Томас ждал приезда Генриха. Поначалу он решил не спрашивать у матери, не поделился ли с ней его старший брат мнением о вышедшем романе. Однако не удержался и тут же об этом пожалел.
– Я получила он него несколько писем, – ответила мать. – Кажется, он был очень занят, поэтому ни разу не упомянул о твоей книге. Скоро он приедет и сам обо всем расскажет.

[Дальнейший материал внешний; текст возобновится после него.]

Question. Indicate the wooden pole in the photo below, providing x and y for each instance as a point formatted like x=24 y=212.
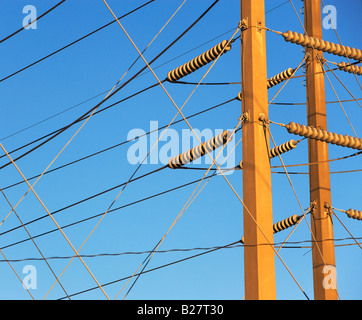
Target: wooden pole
x=259 y=262
x=325 y=286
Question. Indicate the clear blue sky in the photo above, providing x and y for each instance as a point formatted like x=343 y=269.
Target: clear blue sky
x=215 y=218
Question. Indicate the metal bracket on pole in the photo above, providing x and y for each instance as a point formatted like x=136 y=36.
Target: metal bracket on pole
x=243 y=24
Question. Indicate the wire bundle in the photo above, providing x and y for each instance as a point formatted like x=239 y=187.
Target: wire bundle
x=285 y=147
x=280 y=77
x=350 y=68
x=199 y=61
x=200 y=150
x=354 y=214
x=319 y=44
x=326 y=136
x=286 y=223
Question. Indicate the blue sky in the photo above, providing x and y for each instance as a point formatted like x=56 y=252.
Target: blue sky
x=215 y=218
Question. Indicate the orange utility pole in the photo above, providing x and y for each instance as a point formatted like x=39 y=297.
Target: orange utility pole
x=259 y=265
x=325 y=286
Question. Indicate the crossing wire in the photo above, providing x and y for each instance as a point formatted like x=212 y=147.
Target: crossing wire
x=119 y=88
x=109 y=95
x=74 y=42
x=32 y=239
x=62 y=232
x=119 y=144
x=160 y=82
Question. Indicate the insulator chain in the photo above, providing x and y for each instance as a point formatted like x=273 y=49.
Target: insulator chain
x=354 y=214
x=286 y=223
x=199 y=61
x=282 y=225
x=285 y=147
x=326 y=136
x=319 y=44
x=280 y=77
x=350 y=68
x=199 y=151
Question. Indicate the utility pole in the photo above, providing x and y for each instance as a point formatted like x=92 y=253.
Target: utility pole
x=259 y=264
x=325 y=287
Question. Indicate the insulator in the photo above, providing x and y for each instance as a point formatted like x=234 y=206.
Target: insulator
x=200 y=150
x=198 y=62
x=354 y=214
x=280 y=77
x=286 y=223
x=326 y=136
x=319 y=44
x=350 y=68
x=287 y=146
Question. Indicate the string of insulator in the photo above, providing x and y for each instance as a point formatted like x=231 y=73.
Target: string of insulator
x=286 y=223
x=198 y=62
x=350 y=68
x=354 y=214
x=319 y=44
x=280 y=77
x=285 y=147
x=200 y=150
x=282 y=225
x=326 y=136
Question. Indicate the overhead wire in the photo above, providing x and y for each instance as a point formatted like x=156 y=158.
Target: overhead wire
x=109 y=95
x=118 y=88
x=99 y=214
x=32 y=239
x=161 y=83
x=62 y=232
x=120 y=144
x=178 y=250
x=74 y=42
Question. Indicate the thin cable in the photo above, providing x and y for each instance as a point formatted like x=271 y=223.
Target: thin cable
x=295 y=193
x=339 y=39
x=346 y=229
x=32 y=239
x=128 y=81
x=12 y=268
x=188 y=203
x=160 y=82
x=74 y=42
x=32 y=21
x=160 y=267
x=344 y=111
x=100 y=214
x=120 y=144
x=62 y=232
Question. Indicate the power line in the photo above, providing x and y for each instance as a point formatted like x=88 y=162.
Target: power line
x=119 y=88
x=177 y=250
x=119 y=144
x=157 y=268
x=74 y=42
x=96 y=215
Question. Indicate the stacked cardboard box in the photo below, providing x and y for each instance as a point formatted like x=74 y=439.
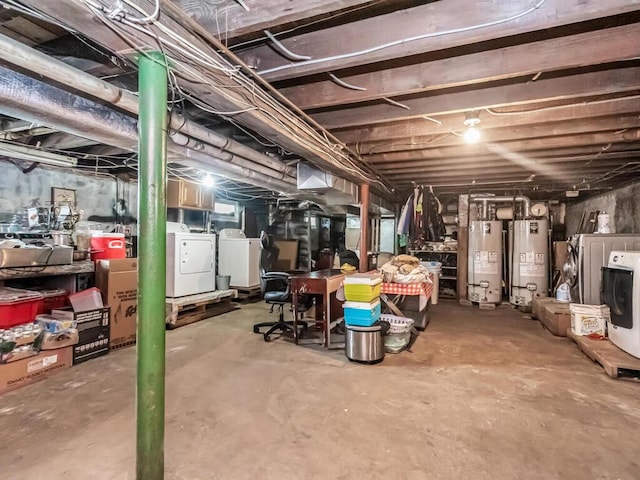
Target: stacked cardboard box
x=118 y=281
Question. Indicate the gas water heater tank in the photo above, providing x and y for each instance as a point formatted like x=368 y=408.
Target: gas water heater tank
x=485 y=262
x=529 y=260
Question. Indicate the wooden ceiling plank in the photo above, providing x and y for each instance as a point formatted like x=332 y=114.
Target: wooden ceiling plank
x=419 y=127
x=562 y=141
x=574 y=154
x=229 y=20
x=521 y=132
x=562 y=88
x=500 y=163
x=591 y=48
x=431 y=19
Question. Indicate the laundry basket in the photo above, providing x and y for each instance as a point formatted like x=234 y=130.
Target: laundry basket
x=399 y=334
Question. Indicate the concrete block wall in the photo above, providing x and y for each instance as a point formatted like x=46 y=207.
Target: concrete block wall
x=622 y=204
x=99 y=197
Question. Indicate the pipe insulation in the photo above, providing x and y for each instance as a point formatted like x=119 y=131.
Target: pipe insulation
x=37 y=102
x=194 y=144
x=29 y=99
x=37 y=62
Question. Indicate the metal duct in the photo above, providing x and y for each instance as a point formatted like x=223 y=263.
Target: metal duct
x=32 y=60
x=330 y=189
x=29 y=99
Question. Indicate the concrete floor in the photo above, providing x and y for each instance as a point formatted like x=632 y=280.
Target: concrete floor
x=484 y=395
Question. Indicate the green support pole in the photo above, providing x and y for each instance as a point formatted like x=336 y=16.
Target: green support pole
x=152 y=126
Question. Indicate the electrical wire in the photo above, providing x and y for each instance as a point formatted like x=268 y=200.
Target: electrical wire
x=395 y=43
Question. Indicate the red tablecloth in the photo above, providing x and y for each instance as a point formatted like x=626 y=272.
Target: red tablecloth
x=425 y=288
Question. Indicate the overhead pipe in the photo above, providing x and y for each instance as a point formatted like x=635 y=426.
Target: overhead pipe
x=37 y=102
x=203 y=161
x=37 y=62
x=485 y=200
x=193 y=144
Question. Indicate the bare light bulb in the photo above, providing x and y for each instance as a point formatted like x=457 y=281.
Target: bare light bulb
x=472 y=135
x=208 y=180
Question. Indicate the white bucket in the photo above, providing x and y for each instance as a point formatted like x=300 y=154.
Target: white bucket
x=563 y=294
x=434 y=268
x=603 y=223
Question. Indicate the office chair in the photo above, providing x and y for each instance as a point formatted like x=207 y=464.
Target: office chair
x=276 y=290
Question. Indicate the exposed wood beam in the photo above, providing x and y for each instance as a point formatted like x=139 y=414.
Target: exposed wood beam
x=420 y=127
x=604 y=46
x=229 y=20
x=499 y=165
x=567 y=155
x=560 y=141
x=541 y=171
x=327 y=47
x=562 y=88
x=218 y=90
x=521 y=132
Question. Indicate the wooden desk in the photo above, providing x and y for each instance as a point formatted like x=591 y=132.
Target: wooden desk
x=321 y=282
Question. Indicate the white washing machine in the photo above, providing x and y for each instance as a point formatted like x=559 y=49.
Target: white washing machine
x=621 y=292
x=191 y=261
x=239 y=257
x=587 y=254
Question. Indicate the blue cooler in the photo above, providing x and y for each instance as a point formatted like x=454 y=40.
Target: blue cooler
x=361 y=314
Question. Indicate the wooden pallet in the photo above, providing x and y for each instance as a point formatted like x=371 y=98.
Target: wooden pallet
x=615 y=362
x=193 y=308
x=248 y=294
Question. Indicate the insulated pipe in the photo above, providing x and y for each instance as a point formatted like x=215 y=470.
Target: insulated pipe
x=32 y=60
x=32 y=100
x=485 y=201
x=37 y=102
x=193 y=144
x=152 y=267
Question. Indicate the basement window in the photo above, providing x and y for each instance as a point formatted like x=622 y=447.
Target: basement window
x=224 y=210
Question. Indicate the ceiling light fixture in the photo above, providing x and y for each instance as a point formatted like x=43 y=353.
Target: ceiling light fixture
x=32 y=155
x=472 y=134
x=208 y=180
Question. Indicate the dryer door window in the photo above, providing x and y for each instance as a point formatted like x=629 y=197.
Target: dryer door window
x=617 y=287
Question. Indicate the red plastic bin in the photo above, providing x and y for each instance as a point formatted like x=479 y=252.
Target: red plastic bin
x=18 y=306
x=55 y=298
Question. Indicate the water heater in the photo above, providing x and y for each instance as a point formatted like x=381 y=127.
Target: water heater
x=485 y=262
x=529 y=259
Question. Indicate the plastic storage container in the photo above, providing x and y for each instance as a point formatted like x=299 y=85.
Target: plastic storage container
x=53 y=298
x=55 y=325
x=89 y=299
x=399 y=334
x=361 y=314
x=18 y=306
x=107 y=245
x=362 y=287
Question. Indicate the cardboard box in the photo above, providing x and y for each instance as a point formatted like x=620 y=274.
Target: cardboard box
x=589 y=319
x=537 y=307
x=29 y=370
x=556 y=318
x=118 y=281
x=93 y=337
x=53 y=341
x=560 y=254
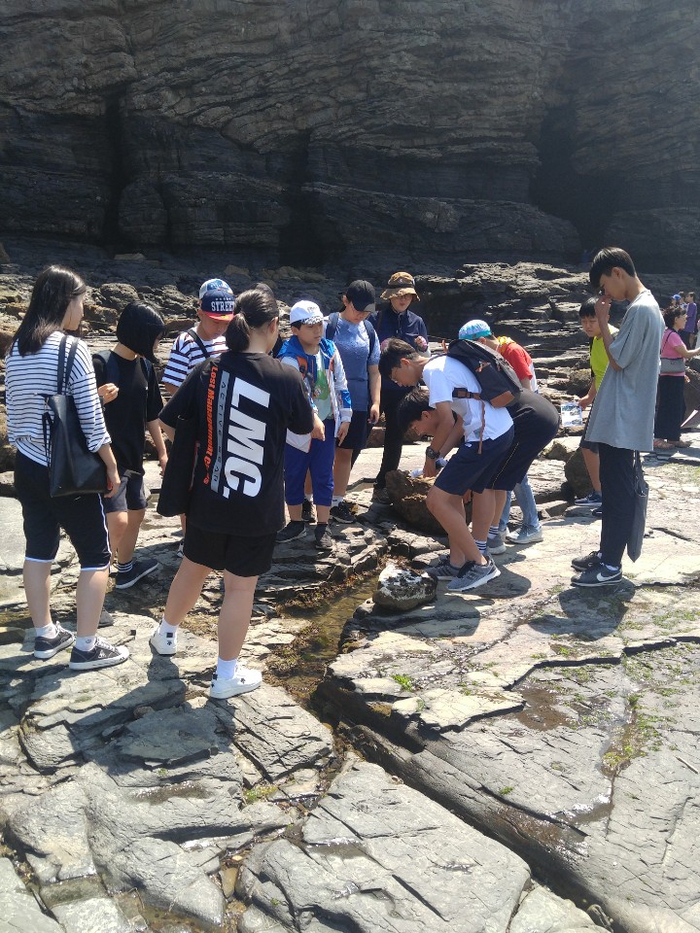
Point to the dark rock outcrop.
(345, 131)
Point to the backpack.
(332, 326)
(499, 383)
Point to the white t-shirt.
(442, 375)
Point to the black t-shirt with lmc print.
(244, 403)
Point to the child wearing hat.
(206, 338)
(318, 360)
(398, 321)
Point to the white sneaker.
(243, 681)
(525, 535)
(163, 644)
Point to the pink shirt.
(669, 343)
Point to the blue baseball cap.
(472, 330)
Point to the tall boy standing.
(622, 418)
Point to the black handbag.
(641, 497)
(73, 469)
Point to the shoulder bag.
(73, 469)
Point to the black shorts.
(131, 496)
(468, 468)
(242, 556)
(81, 517)
(356, 438)
(535, 423)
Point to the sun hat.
(360, 294)
(214, 285)
(472, 330)
(400, 284)
(218, 304)
(305, 312)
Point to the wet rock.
(399, 588)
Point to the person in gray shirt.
(622, 417)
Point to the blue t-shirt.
(353, 344)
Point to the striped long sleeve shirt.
(28, 379)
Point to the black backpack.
(499, 383)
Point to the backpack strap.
(198, 340)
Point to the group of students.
(262, 421)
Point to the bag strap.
(200, 343)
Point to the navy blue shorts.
(243, 556)
(81, 517)
(470, 469)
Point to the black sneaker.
(102, 655)
(45, 648)
(323, 540)
(599, 575)
(139, 570)
(585, 563)
(342, 513)
(291, 532)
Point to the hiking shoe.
(163, 644)
(496, 543)
(593, 498)
(243, 681)
(381, 496)
(473, 575)
(45, 648)
(443, 570)
(343, 513)
(102, 655)
(585, 563)
(291, 532)
(323, 540)
(139, 570)
(525, 535)
(599, 575)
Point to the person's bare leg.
(89, 599)
(449, 511)
(592, 461)
(234, 617)
(184, 591)
(342, 467)
(483, 511)
(37, 590)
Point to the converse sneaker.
(585, 563)
(525, 535)
(496, 543)
(139, 570)
(443, 569)
(291, 532)
(45, 648)
(342, 513)
(243, 681)
(163, 644)
(102, 655)
(473, 575)
(599, 575)
(593, 498)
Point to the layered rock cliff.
(351, 128)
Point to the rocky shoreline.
(520, 759)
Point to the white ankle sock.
(225, 670)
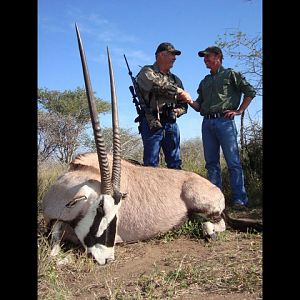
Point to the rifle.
(134, 89)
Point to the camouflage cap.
(211, 49)
(167, 47)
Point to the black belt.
(215, 115)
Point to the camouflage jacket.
(158, 89)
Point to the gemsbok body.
(90, 206)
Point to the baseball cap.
(167, 47)
(211, 49)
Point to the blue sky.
(135, 28)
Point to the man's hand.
(154, 125)
(185, 97)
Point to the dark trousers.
(167, 138)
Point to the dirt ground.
(179, 268)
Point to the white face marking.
(84, 225)
(110, 211)
(102, 254)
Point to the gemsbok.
(90, 206)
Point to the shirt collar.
(221, 68)
(156, 68)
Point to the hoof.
(211, 237)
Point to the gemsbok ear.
(75, 201)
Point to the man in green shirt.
(219, 101)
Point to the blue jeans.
(222, 132)
(167, 138)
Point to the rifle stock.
(134, 90)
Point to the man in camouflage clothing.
(161, 100)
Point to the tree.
(62, 119)
(132, 147)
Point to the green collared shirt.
(158, 89)
(223, 90)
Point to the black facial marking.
(73, 223)
(111, 233)
(91, 239)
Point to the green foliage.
(70, 103)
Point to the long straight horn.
(116, 169)
(100, 145)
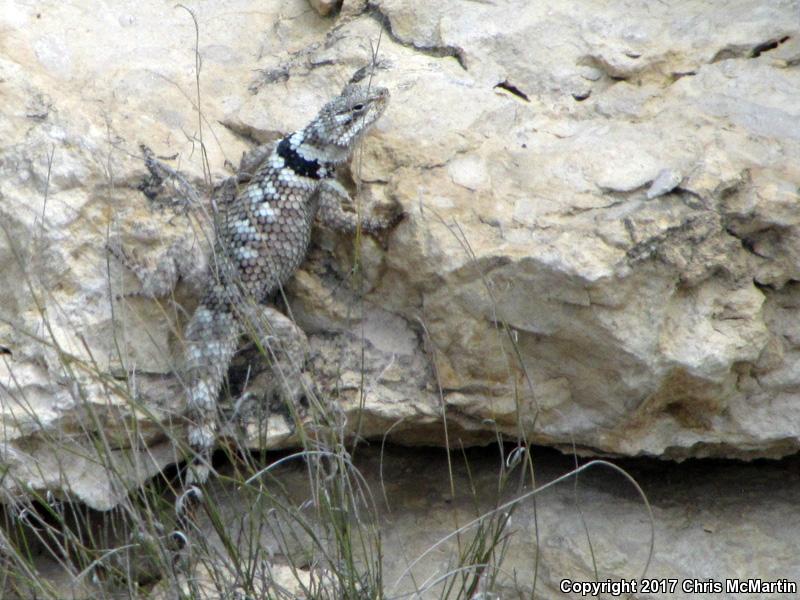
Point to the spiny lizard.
(263, 230)
(262, 237)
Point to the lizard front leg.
(331, 196)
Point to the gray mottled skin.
(263, 233)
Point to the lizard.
(263, 231)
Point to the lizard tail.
(212, 337)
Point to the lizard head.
(343, 120)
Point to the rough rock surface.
(713, 521)
(602, 242)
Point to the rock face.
(601, 247)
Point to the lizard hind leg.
(212, 337)
(285, 347)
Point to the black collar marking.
(302, 166)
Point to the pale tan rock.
(324, 7)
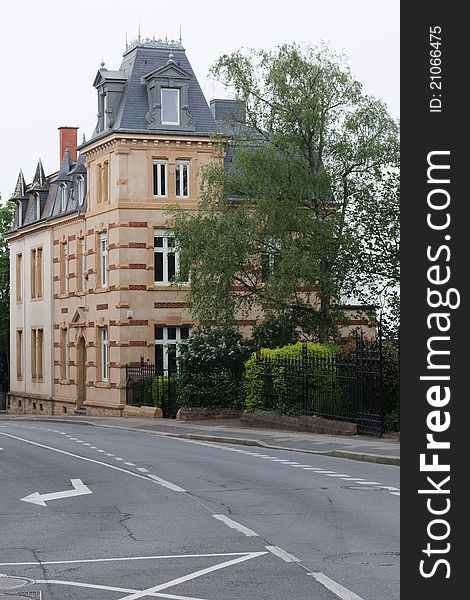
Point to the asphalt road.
(129, 515)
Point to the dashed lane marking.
(234, 525)
(334, 587)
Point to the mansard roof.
(142, 61)
(43, 193)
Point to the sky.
(52, 50)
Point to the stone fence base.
(304, 423)
(196, 413)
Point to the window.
(99, 184)
(166, 349)
(80, 190)
(159, 177)
(105, 182)
(64, 353)
(103, 260)
(166, 260)
(36, 273)
(103, 353)
(19, 277)
(170, 106)
(37, 343)
(19, 354)
(64, 268)
(38, 206)
(81, 264)
(182, 178)
(63, 196)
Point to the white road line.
(113, 589)
(369, 483)
(122, 558)
(280, 553)
(165, 483)
(97, 462)
(173, 582)
(334, 587)
(235, 525)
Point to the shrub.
(273, 380)
(211, 367)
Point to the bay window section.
(182, 178)
(159, 177)
(166, 259)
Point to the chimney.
(68, 141)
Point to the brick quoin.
(169, 305)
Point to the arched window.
(63, 196)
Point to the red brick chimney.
(68, 140)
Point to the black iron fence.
(148, 384)
(340, 387)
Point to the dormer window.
(63, 196)
(170, 106)
(80, 190)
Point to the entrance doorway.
(81, 378)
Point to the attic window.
(170, 106)
(80, 190)
(63, 196)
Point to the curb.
(359, 456)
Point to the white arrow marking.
(79, 490)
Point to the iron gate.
(148, 384)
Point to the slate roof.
(25, 196)
(138, 62)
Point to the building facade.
(92, 253)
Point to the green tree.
(6, 219)
(375, 215)
(272, 230)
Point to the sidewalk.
(384, 450)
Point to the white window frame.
(180, 170)
(83, 263)
(161, 193)
(104, 371)
(80, 190)
(165, 91)
(103, 258)
(166, 250)
(63, 196)
(165, 342)
(38, 207)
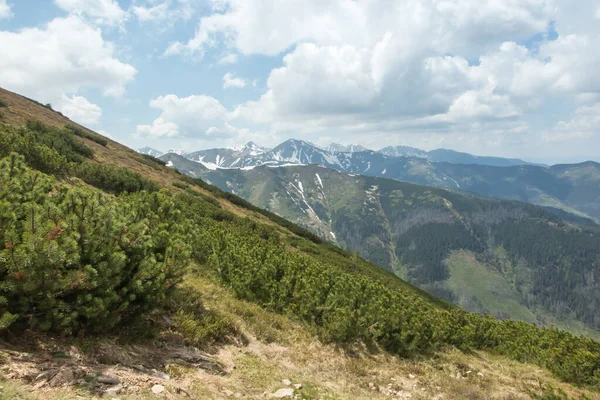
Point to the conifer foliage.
(76, 258)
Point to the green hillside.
(94, 247)
(539, 268)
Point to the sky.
(512, 78)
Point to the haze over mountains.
(306, 152)
(501, 257)
(574, 188)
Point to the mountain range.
(459, 246)
(574, 188)
(124, 252)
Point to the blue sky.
(511, 78)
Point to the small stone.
(226, 392)
(283, 394)
(63, 377)
(156, 389)
(108, 379)
(111, 391)
(160, 375)
(45, 374)
(40, 384)
(404, 395)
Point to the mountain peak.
(250, 148)
(150, 151)
(403, 151)
(340, 148)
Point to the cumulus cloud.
(271, 26)
(193, 116)
(5, 10)
(105, 12)
(166, 11)
(229, 58)
(61, 58)
(230, 81)
(440, 67)
(79, 109)
(585, 124)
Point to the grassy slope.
(272, 346)
(368, 220)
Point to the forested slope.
(539, 267)
(90, 246)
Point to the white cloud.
(366, 68)
(166, 11)
(272, 26)
(585, 124)
(79, 109)
(105, 12)
(229, 58)
(5, 11)
(61, 58)
(230, 81)
(193, 116)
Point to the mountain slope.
(432, 237)
(573, 188)
(94, 232)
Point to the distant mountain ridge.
(435, 238)
(574, 188)
(252, 154)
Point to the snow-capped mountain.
(403, 151)
(340, 148)
(389, 162)
(150, 151)
(235, 157)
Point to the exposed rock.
(109, 379)
(157, 389)
(404, 394)
(283, 394)
(46, 374)
(227, 392)
(63, 377)
(159, 375)
(113, 390)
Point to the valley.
(437, 239)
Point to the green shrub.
(75, 258)
(86, 135)
(181, 185)
(153, 159)
(113, 179)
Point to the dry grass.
(19, 110)
(275, 348)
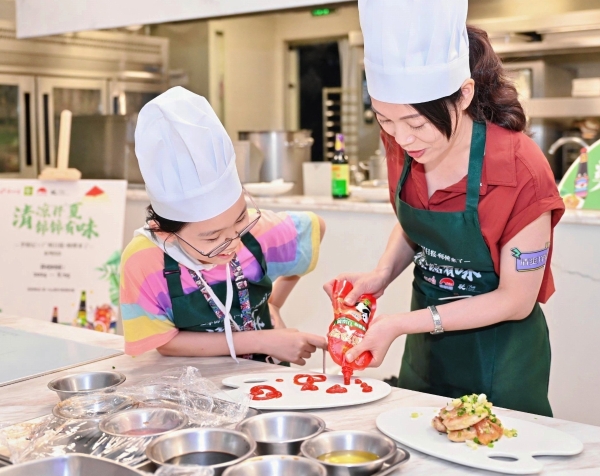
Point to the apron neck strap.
(475, 165)
(172, 274)
(253, 246)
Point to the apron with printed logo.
(196, 311)
(508, 361)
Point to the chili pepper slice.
(309, 379)
(337, 388)
(264, 392)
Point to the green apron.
(508, 361)
(191, 312)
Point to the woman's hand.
(276, 319)
(290, 345)
(373, 282)
(379, 337)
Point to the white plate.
(532, 440)
(294, 399)
(268, 189)
(370, 194)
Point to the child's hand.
(290, 345)
(276, 319)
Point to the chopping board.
(518, 452)
(25, 355)
(294, 399)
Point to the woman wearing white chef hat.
(203, 268)
(476, 204)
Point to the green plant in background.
(110, 273)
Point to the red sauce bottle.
(350, 322)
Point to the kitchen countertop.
(31, 399)
(313, 203)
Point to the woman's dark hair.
(162, 224)
(495, 99)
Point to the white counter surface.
(303, 202)
(31, 399)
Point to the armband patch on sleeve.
(530, 260)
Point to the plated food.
(470, 419)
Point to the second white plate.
(532, 440)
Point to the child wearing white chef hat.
(206, 268)
(471, 193)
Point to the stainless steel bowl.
(183, 446)
(330, 441)
(281, 433)
(277, 465)
(70, 465)
(92, 407)
(143, 422)
(251, 412)
(85, 382)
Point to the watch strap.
(437, 320)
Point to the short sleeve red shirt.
(517, 186)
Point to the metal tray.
(70, 465)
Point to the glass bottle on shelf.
(340, 170)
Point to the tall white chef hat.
(415, 50)
(186, 157)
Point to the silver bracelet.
(437, 320)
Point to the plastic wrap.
(205, 404)
(77, 431)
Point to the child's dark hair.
(162, 224)
(495, 99)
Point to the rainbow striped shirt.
(290, 242)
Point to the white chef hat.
(415, 50)
(186, 157)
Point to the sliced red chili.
(264, 392)
(309, 379)
(337, 388)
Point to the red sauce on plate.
(309, 379)
(264, 392)
(309, 386)
(337, 388)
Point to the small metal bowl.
(277, 465)
(70, 465)
(330, 441)
(174, 447)
(92, 407)
(143, 422)
(85, 382)
(281, 433)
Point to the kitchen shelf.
(555, 108)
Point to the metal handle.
(400, 457)
(300, 143)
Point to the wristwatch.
(437, 320)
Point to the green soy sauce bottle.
(340, 170)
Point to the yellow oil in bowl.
(348, 457)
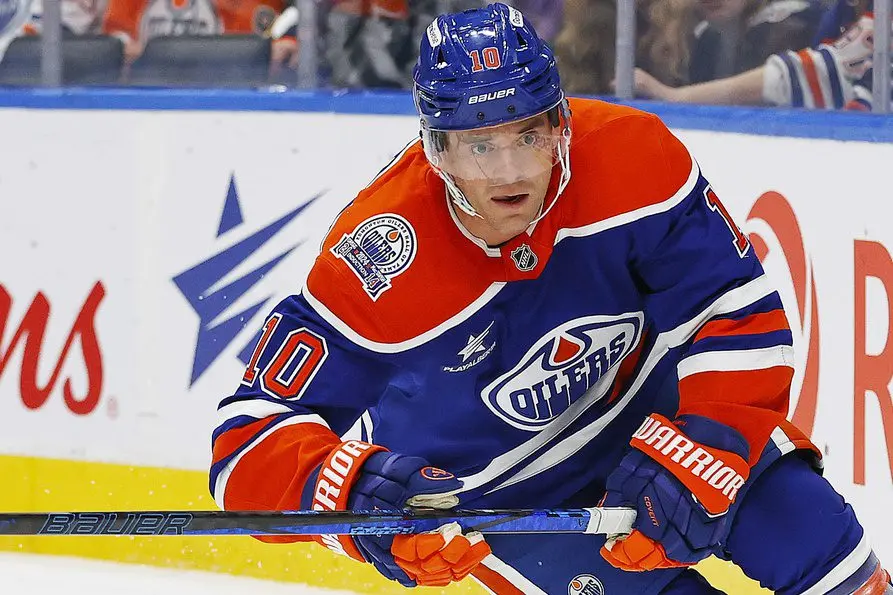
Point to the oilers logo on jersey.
(379, 249)
(474, 352)
(585, 584)
(578, 356)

Томас думал, что после ужина, когда остальные отправятся спать, Генрих захочет наедине обсудить с ним роман. Позже, когда Генрих с Лулой уединились в гостиной, чтобы посекретничать, его так и подмывало поднять эту тему, но эти двое были так увлечены беседой, что он не решился их прервать. Решив наконец, что на сегодня с него довольно собственного семейства, он отправился к себе на квартиру.
Томас успел смириться с тем, что не дождется от брата похвалы. Однако, воскресным утром заглянув к матери, он обнаружил Генриха в одиночестве – остальные ушли в церковь. Обсудив привычки журнальных редакторов, они замолчали. Генрих начал листать журнал.
– Такое ощущение, что ты не получал моей книги, – сказал Томас.
– Я прочел ее и собираюсь перечитать. Может быть, обсудим уже тогда?
– А почему не сейчас?
– Эта книга изменила историю нашей семьи, – то, как люди будут отныне воспринимать наших отца и мать. Как они воспринимают тебя. И где бы мы ни были, люди будут думать, что они нас знают.
– Тебе бы хотелось самому ее написать?
– Я считаю, роман не должен вторгаться в частную жизнь так грубо.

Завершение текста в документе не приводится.